I've toggled the --privileged parameter because that's worked for others, but i don't think it behaves the same in podman as it does in docker. I've also added the home-assistant user to the dialout group based on another post but still the zigbee integration fails to load.

Any hints on where to look next?

you are viewing a single comment's thread
view the rest of the comments
[–] shaun 3 points 1 year ago (1 children)

I'm on x86, but the below relevant lines have mine working:

--privileged

--group-add keep-groups

--device /dev/ttyUSB0:/dev/ttyUSB0

I also had to add my user that runs the container to group "dialout" as that owns the ttyUSB0 device. Keep in mind to log out and back in with this user after adding the group to apply the change.

Hope that helps!

[–] Sunnydmess 2 points 1 year ago* (last edited 1 year ago) (1 children)

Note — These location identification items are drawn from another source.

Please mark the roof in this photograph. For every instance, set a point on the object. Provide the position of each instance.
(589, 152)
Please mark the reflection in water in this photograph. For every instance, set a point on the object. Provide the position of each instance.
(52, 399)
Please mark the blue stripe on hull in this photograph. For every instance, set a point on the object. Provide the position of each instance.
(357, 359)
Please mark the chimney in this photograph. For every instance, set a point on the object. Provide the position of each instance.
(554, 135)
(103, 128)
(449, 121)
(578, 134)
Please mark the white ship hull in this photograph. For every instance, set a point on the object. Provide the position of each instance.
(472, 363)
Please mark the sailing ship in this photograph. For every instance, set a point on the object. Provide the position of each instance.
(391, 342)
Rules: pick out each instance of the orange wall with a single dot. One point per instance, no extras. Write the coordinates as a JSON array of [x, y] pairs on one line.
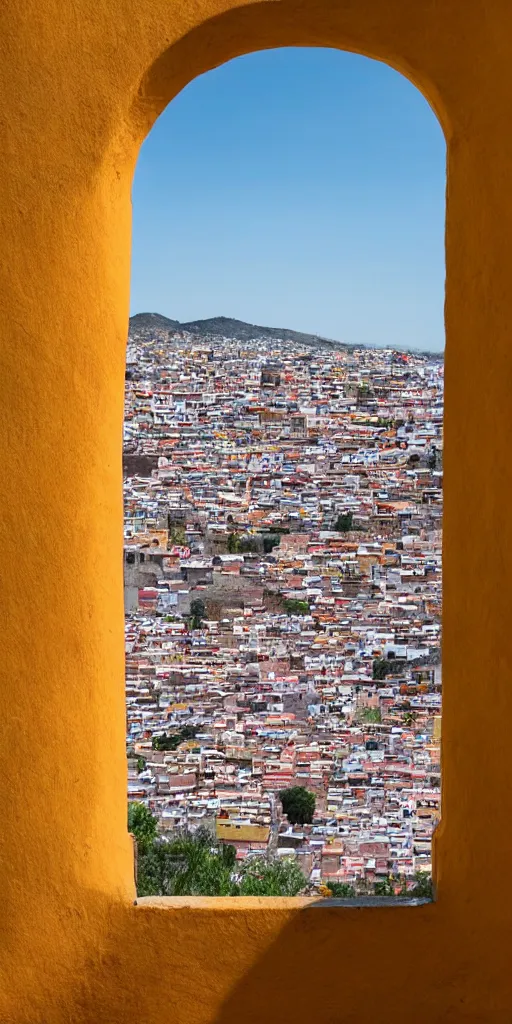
[[81, 85]]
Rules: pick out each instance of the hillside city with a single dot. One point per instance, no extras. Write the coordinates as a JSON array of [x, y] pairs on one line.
[[283, 590]]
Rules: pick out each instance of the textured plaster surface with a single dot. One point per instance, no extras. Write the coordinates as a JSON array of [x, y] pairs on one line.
[[81, 85]]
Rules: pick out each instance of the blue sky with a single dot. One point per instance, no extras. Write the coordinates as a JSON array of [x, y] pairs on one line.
[[300, 188]]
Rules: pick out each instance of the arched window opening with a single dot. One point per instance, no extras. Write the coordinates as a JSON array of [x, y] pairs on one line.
[[284, 485]]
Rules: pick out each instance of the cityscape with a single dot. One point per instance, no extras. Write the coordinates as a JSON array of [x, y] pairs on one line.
[[283, 591]]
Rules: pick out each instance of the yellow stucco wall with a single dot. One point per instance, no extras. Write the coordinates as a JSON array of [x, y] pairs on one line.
[[81, 84]]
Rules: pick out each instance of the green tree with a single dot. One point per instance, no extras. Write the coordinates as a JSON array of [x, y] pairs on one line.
[[344, 522], [423, 886], [142, 824], [198, 612], [270, 541], [298, 804], [279, 877], [384, 888], [177, 536]]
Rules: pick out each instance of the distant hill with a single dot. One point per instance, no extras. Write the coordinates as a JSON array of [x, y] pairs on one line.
[[224, 327]]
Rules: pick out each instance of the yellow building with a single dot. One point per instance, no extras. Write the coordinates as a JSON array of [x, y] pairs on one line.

Thank you it's a bit more complex but this helped me solve it. I'll update the post a working script later.

quick summary in case i get busy:

  • I had to install crun so i can use the 'podman --runtime crun' parameter instead of runc the podman default
  • I did NOT need to pass the --privileged parameter
  • our device mappings are equivalent, so i was good there.
  • I added a check for the dialout group, but think it's working now with the users default groups. will make sure to check this with restarts before update.

summary: working now!

[–] shaun 1 points 1 year ago

Glad you got it sorted, and thanks for sharing the solution. I might see if I can remove privileged from mine in that case.